The 2013 regular season, however, wasn’t exactly a banner year for MLB.  League-wide attendance dropped 1% on the season, with four teams experiencing double-digit percentage drops compared to last season.  In particular, Marlins posted the worst second-year attendance for a new ballpark in at least 30 years.  On the TV side, Fox posted its second-straight year of record low TV ratings with an average of just 2.4 million viewers for Saturday afternoon broadcasts.  The league undoubtedly would prefer to see these numbers trend in the opposite direction.  

 

But despite a relative down year, all is not lost for MLB.  The average team is valued at $744 million, up 23% over last year, according to an annual study conducted by Forbes.  The growing sports TV rights bubble is distributing hundreds of millions—if not billions—of dollars to teams for local TV rights.  Most promising, the league is emerging from the steroid era with a bevy of young stars to carry it into the future.  Of MLB’s 20 best-selling jerseys on the season, 16 are players under the age of 30.   And regardless of locale or name on the World Series clubhouse door, baseball continues to be a springboard for creativity.

 

For as much success as the Dodgers are having on the field in reaching the NLCS, they’re having success off the field as well.  The team averaged 46,000 fans per home game this season, up 13% from last year and marking the first time since 2009 the team has lead MLB in attendance.  

 

One of the things that’s helped make business easier for the Dodgers front office is the use of Citrix GoToMeeting, which also executives to have HD videoconferencing with partners across the world.  GoToMeeting has helped improve the Dodgers’ business efficiency so much that the team also has been using the product to give fans a once-in-a-lifetime experience.  

 

Borne out of Citrix’s sponsorship deal with the AM570 Fox Sports radio station in Los Angeles, which holds broadcast rights to Dodgers games, fans tell the team why they’re worthy of a videoconference, face-to-face meeting with a Dodger legend.  So far, Dodgers legends Steve Yeager, Rick Monday, Ron Cey, and most recently Maury Wills have participated.  

 

In the American League, the Tigers’ currently struggling, former Triple Crown winner Miguel Cabrera is featured in a new Chrysler ad for its 300 sedan and Town & Country minivan, “Road to Greatness,” airing during ALCS and NLCS games as well as the upcoming World Series.

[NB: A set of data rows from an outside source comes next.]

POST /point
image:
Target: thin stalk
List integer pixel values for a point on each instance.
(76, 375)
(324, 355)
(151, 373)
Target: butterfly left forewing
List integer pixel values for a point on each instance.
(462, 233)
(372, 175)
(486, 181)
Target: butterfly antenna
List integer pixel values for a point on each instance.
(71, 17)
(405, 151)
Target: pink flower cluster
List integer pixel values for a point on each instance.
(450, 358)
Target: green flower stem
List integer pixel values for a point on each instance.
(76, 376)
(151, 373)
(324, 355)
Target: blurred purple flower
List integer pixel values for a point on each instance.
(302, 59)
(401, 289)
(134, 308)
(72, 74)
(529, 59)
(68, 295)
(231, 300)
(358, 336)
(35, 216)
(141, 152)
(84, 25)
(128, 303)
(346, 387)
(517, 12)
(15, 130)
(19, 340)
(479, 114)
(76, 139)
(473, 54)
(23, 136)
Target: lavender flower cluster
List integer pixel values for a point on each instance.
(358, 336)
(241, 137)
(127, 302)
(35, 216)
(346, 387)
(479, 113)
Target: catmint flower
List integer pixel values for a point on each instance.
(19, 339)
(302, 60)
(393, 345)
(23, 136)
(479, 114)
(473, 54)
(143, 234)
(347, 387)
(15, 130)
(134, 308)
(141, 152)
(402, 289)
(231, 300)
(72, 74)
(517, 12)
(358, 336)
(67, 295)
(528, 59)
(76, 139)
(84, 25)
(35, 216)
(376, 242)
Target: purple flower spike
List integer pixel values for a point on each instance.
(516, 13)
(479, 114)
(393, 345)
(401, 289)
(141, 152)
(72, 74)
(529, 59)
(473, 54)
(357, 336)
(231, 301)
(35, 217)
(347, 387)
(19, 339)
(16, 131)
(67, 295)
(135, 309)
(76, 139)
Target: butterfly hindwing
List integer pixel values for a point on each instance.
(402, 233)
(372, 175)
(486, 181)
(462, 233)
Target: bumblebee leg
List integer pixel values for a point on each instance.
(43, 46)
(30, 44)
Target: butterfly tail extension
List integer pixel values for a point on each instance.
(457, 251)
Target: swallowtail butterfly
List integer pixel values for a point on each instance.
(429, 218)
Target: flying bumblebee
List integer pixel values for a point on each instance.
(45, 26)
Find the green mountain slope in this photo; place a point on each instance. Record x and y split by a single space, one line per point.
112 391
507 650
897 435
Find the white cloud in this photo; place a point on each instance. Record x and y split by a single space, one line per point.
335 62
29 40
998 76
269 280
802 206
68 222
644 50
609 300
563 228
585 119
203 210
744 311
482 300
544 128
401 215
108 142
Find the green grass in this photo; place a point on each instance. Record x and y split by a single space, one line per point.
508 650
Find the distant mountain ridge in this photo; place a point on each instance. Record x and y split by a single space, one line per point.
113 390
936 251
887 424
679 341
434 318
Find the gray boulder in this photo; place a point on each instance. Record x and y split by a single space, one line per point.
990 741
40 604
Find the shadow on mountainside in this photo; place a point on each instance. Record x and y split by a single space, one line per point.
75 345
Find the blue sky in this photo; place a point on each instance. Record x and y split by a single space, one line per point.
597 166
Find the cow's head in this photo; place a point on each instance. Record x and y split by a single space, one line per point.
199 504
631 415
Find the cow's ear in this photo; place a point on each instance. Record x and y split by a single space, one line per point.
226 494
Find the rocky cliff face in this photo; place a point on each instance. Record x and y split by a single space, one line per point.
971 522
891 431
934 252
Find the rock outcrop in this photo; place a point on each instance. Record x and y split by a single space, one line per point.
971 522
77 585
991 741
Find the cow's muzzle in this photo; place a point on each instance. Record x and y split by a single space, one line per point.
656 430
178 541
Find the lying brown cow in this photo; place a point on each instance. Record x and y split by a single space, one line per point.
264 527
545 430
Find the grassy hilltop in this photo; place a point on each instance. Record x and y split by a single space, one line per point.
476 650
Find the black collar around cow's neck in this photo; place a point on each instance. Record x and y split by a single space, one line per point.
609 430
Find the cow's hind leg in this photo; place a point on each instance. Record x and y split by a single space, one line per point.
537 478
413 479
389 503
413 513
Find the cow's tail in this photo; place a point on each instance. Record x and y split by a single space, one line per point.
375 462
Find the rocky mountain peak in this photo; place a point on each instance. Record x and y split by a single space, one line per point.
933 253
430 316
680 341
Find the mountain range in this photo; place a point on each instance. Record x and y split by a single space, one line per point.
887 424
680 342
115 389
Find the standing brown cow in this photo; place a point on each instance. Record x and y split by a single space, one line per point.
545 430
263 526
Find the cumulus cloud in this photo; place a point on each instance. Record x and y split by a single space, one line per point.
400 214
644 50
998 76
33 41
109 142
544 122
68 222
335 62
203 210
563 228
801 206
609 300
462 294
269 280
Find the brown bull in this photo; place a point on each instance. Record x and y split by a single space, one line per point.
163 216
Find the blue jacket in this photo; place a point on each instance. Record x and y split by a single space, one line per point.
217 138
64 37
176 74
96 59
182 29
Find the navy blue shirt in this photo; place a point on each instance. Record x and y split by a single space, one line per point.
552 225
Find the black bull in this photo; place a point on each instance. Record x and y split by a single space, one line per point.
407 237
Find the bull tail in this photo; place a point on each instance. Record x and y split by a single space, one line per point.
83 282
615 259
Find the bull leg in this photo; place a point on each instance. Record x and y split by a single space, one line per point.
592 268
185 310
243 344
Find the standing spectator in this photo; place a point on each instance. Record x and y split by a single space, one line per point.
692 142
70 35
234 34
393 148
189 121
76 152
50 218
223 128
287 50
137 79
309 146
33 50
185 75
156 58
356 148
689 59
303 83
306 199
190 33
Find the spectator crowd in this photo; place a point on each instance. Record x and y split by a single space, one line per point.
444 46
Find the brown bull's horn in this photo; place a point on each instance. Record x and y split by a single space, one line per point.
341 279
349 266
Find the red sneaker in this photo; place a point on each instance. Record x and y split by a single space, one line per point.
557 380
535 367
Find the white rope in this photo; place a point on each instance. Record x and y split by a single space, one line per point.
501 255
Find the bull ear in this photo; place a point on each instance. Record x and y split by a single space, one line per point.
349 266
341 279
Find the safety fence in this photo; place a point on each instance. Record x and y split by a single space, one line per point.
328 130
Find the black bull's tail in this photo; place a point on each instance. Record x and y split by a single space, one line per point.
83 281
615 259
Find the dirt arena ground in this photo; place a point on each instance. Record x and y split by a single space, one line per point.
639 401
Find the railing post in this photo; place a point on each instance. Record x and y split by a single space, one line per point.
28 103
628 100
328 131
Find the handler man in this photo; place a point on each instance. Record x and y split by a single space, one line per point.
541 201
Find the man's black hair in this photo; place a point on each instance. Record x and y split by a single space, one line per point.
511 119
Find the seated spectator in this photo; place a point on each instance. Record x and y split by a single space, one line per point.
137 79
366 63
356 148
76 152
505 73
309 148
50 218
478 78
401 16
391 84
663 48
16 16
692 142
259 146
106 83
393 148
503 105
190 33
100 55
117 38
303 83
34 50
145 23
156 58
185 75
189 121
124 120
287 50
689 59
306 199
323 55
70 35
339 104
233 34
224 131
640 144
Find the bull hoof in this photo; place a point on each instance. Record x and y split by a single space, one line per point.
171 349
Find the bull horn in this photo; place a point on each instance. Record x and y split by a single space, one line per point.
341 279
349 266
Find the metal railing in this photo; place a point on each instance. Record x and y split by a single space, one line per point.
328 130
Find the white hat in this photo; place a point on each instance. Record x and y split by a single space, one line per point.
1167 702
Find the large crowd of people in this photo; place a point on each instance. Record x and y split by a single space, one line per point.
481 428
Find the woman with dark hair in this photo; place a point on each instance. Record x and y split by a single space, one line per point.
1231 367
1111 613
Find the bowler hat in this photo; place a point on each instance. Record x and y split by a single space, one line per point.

The ad, according to MLive, showcases Cabrera along with “numerous high school and Little League baseball games” to illustrate “the journey youth baseball players must take if they aspire to greatness on the field.”  Cabrera is the latest Tigers star to pitch for Chrysler—previous ads have featured musicians Eminem and Iggy Pop, Lions DT Ndamukong Suh and fashion designer John Varvatos.  

 

Baseball’s 2013 postseason has provided some marquee ratings numbers as well. According to Nielsen figures, Fox is averaging a 4.4 rating and 6.9 million viewers through ALCS games so far, up more than 26% from the net’s early NLCS telecasts last season. TBS, meanwhile, is averaging a 3.2 rating and five million viewers through its 2013 NLCS telecasts, down compared to the 3.8 rating and 5.9 million viewers for the Tigers-Yankees ALCS in 2012, but up from a 2.6 rating and 4.1 million viewers in 2011.

 

And while Fenway Park’s fabled Green Monster may well indeed come out to play before Halloween, one place we definitely won’t be seeing a World Series game played any time soon is San Jose.

   

Last Friday, a U.S. District judge dismissed San Jose’s illegal-monopoly claims against MLB over a purported A’s move to that city.  While the city can still pursue legal action regarding a ballpark land deal with the A’s, last week’s ruling was widely viewed as a major win for MLB, and it’s likely the ballpark case in itself isn’t going to land San Jose the team.